Kalimat Yang Terlupa

577 85 3
                                    


Enam bulan gak lanjutin cerita ini karena merasa patah semangat. Tapi, pagi ini, aku menerima notif berisi kerinduan salah satu pembacaku kepada cerita ini. Aku mau bilang, kalau aku melanjutkan cerita ini sekarang, semua itu berkat kamu. Terima kasih💓

Teruntuk pembaca lain yang juga menunggu cerita ini tetap lanjut, aku sangat berterima kasih. Maaf, kalau kalian kecewa aku menghilang cukup lama. Aku berjanji akan lebih konsisten dan menepati janji untuk menyelesaikan cerita ini. Selamat menikmati chapter ini💓

---------------------------------------------------------------------------------------------------------------------------

Bapak berkepala plontos itu baru saja menaruh gelas kopinya di kursi kayu ketika Dekan datang menghampiri. Ia langsung bangun, dan melempar senyum semringah pada Dekan. Tangannya bergerak gelisah, sesekali digosokkan ke sisi celananya. Jujur saja, ia merasa gugup berhadapan dengan seorang artis ternama seperti Dekan. Tidak kalah gugup saat tadi pagi cowok itu meminta bantuan untuk meminjamkannya motor dan seperangkat alat ojek online-nya.

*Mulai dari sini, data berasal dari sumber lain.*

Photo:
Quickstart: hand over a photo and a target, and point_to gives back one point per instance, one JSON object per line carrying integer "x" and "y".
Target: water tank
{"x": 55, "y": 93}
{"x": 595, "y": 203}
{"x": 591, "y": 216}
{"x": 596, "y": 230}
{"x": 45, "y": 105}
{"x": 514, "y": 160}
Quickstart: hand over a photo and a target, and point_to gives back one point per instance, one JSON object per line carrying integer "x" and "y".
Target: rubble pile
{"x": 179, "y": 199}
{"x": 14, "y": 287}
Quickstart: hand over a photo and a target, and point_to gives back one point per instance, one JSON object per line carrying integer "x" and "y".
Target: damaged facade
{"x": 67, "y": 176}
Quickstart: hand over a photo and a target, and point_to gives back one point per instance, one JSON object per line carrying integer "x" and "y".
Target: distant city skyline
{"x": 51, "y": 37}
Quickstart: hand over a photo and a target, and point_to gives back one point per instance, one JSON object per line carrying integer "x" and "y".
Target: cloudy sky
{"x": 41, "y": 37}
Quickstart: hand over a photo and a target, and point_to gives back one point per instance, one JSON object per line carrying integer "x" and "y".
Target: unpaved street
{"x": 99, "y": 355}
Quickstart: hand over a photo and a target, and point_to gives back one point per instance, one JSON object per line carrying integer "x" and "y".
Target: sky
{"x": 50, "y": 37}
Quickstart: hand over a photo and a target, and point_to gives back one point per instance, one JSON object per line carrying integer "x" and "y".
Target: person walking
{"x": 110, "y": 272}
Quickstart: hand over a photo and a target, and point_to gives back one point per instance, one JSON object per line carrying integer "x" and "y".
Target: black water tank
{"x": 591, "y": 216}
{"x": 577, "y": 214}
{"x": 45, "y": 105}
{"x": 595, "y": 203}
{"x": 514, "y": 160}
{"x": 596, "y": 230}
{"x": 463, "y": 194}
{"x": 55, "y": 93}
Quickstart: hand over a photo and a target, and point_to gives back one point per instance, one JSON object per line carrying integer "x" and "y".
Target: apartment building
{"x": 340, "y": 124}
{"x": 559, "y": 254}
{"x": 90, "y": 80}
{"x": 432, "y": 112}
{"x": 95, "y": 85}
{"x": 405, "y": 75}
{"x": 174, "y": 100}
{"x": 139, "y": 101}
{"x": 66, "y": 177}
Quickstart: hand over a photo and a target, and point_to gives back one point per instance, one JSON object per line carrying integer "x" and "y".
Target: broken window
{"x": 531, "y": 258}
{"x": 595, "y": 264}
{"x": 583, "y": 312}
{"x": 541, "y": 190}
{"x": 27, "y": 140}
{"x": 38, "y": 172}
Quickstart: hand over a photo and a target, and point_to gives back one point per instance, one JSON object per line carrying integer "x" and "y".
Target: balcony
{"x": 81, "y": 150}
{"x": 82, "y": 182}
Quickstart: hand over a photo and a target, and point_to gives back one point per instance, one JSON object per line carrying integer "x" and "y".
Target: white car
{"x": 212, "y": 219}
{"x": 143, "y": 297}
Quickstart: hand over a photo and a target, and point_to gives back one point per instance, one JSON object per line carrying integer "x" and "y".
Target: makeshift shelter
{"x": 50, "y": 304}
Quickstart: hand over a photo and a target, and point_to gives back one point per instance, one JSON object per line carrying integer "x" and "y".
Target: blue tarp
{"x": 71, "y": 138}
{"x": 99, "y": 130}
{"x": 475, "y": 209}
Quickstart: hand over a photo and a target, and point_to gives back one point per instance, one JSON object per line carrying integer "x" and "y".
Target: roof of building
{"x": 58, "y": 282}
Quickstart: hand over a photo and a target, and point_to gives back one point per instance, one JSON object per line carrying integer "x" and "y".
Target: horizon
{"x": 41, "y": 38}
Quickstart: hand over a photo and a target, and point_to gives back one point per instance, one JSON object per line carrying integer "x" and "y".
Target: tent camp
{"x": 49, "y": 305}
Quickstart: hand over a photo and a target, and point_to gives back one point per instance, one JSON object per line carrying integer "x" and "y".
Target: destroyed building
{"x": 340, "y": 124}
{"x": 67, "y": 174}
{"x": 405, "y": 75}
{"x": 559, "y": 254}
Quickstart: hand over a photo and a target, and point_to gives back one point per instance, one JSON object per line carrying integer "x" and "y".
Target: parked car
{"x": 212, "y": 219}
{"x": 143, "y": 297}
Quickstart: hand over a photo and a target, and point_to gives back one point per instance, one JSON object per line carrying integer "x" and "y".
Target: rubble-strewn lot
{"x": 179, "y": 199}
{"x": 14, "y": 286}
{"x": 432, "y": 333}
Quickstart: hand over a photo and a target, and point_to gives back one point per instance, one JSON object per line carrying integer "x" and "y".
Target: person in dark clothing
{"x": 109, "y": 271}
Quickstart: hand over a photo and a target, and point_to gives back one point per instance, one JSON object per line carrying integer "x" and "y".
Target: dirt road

Dekan mendekat, tersenyum, dan menyerahkan helm berwarna hijau. "Makasih, Pak. Selamat sampai tujuan."

Sedikit gemetar, bapak botak yang merupakan driver ojek online itu langsung mengambil helm yang diserahkan Dekan. Dengan logat Jawa yang kental, ia berucap, "Aduh, Mas, sama-sama. Saya yang makasih ke Mas. Berkat Mas Dekan, saya jadi bisa langsung pulang sekarang. Target hari ini udah kesampean semua, malah lebih. Mas Dekan ngasih saya banyak banget, lho, Mas."

Sebelum menjawab, Dekan sempat menyerahkan jaket ojek online tersebut kepada sang pemilik. "Si Bapak bisa aja, nih. Sama-sama, Pak."

Kemudian, ia duduk di kursi kayu tersebut. Mereka sedang berada di warung kopi seberang perumahan Aren. Tadi pagi memang Dekan meminjam motor driver tersebut ketika hendak ke rumah Aren. Kebetulan, bapak ini sedang mengobrol santai di warkop ini dengan beberapa ojek online lainnya. Dekan juga tidak menyangka bahwa Aren memang benar-benar sedang memesan ojek online tadi pagi.

Ah, terlalu banyak "kebetulan" yang terjadi.

"Tadi, yang mau dianter, pacar Mas Dekan?"

Dekan menoleh ke driver tadi, yang sekarang tengah menatapnya hati-hati. "Belum pacar, sih, sekarang. Gak tau kalo nanti sore."

Sang driver pun tertawa. "Ah, Mas Dekan! Kayak Dilan aja."

"Lho, Bapak tau-tauan Dilan nih. Gaul nih Bapak!"

"Mbok yo anak saya suka banget ngomongin Dilan."

"Anak Bapak, suka sama Dilan?"

"Iya, ngefans katanya. Klepek-klepek gitu, lho, Mas, dia kalo bahas si Dilan."

Dekan mencondongkan tubuhnya ke dekat si bapak. Ia pun berkata, "Dilan mah masih kalah baik, Pak, sama saya."

Sang bapak mengerutkan keningnya. "Emang iya, Mas?"

"Iya, Pak. Masa dia boncengan sama Milea gak pernah pake helm, Pak. Coba Bapak yang begitu, ditilang kan pasti?"

Bapak itu pun tertawa. "Ah, Mas Dekan ini! Saya kira apa toh."

"Bapak masih kurang percaya saya lebih baik dari Dilan? Ada lagi buktinya, Pak!" Dekan semakin bersemangat melemparkan candaan.

"Apa, Mas?"

"Masa dia bolehin Milea ujan-ujanan, Pak, pas naik motor sama dia. Kalo Mileanya sakit gimana?"

Bapak itu pun kembali tertawa. "Emang kalo Mas Dekan jadi Dilan, Mas Dekan apain Mileanya?"